Of course, the positive global environment of the past five years has coexisted with record current account imbalances. Policy makers should be vigilant for any signs that a global rebalancing does not take place in a disorderly fashion. Such an outcome would have strong repercussions for both economic growth and for financial markets. As credit markets in the US have started to become unsettled, policy-makers should be reminded of the need to implement measures that bolster global confidence. These include both credible medium-term measures to gradually reduce current account imbalances, and a successful completion of the Doha round of trade talks.
On global imbalances, the IMF is acting with some energy. Beginning last year, we convened a Multilateral Consultation on Global Imbalances.

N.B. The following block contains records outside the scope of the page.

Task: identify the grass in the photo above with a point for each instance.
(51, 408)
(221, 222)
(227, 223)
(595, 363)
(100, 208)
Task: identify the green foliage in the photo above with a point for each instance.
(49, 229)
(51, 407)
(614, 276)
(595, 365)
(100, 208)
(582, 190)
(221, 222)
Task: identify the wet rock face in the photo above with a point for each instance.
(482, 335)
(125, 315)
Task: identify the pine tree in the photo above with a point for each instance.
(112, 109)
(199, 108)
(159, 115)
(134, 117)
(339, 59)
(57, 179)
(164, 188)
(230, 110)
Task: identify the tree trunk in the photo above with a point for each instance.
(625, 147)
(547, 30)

This initiative brought together five principal economies—including China, the euro area, Japan, Saudi Arabia, and the United States—for a series of candid discussions. The goal was to construct a set of medium-term policies that would meet two objectives: To significantly reduce imbalances, while keeping global growth strong. The results to date of this Multilateral Consultation were announced at the IMF's recent Spring Meetings. The five participants agreed that reducing global imbalances is a shared responsibility, and they each volunteered to implement a set of macroeconomic and structural policies that are designed to these objectives. These statements are available on the IMF website, and their implementation will be followed up in regular IMF bilateral and multilateral surveillance.
The IMF also is active in other relevant areas.

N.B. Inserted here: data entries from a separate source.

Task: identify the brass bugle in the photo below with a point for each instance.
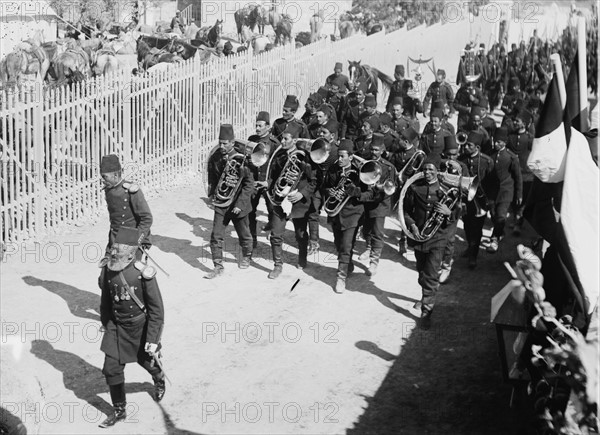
(369, 170)
(318, 149)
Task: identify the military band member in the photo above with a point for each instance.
(337, 78)
(520, 142)
(290, 107)
(329, 133)
(127, 206)
(300, 199)
(263, 135)
(378, 207)
(505, 185)
(481, 166)
(422, 199)
(132, 315)
(239, 209)
(433, 143)
(345, 223)
(439, 92)
(396, 90)
(350, 122)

We have stepped up our analysis of financial markets and are integrating this more explicitly into our regular macroeconomic analyses. Besides this, we conduct Financial Sector Assessment Programs (FSAPs) of member countries, that focus on the financial sector and its soundness.
We conduct reviews of member countries' relevant standards and codes through our formal reviews (known as ROSCs) to help assess the institutions in our member countries that are at the center of macroeconomic policy management.
The IMF has undertaken new initiatives following the 1997/98 international market and economic strains to enhance transparency through improving the quality and completeness of economic and financial data, and to encourage more complete and prompt disclosure. The Special Data Dissemination Standards (SDDS) established by the Fund has played a key role in improving country reporting standards.
In the interest of strengthening our crisis prevention capabilities, we are developing new liquidity instruments to augment our existing lending facilities. With the global economy performing exceptionally well, and with many countries holding record international reserves, it is an ideal time to improve our defenses against more trying times.
To help keep our governance structure contemporary, we are engaged in a significant effort to make the Fund's membership shares more representative of the on-going changes in the global economy. We are in the process of rebalancing quotas to reflect the changes in the relative economic weights of our member countries. Among other shifts, this will boost the role of the most dynamic economies, and will raise the overall voting share of emerging market countries.
In short, we are actively seeking to sustain the benefits of financial globalization, to preserve a macroeconomic environment of rapid growth and low inflation, and to help ensure that the multilateral financial system continues to contribute to the betterment of all.
Thank you for your attention, and I look forward to your comments and questions.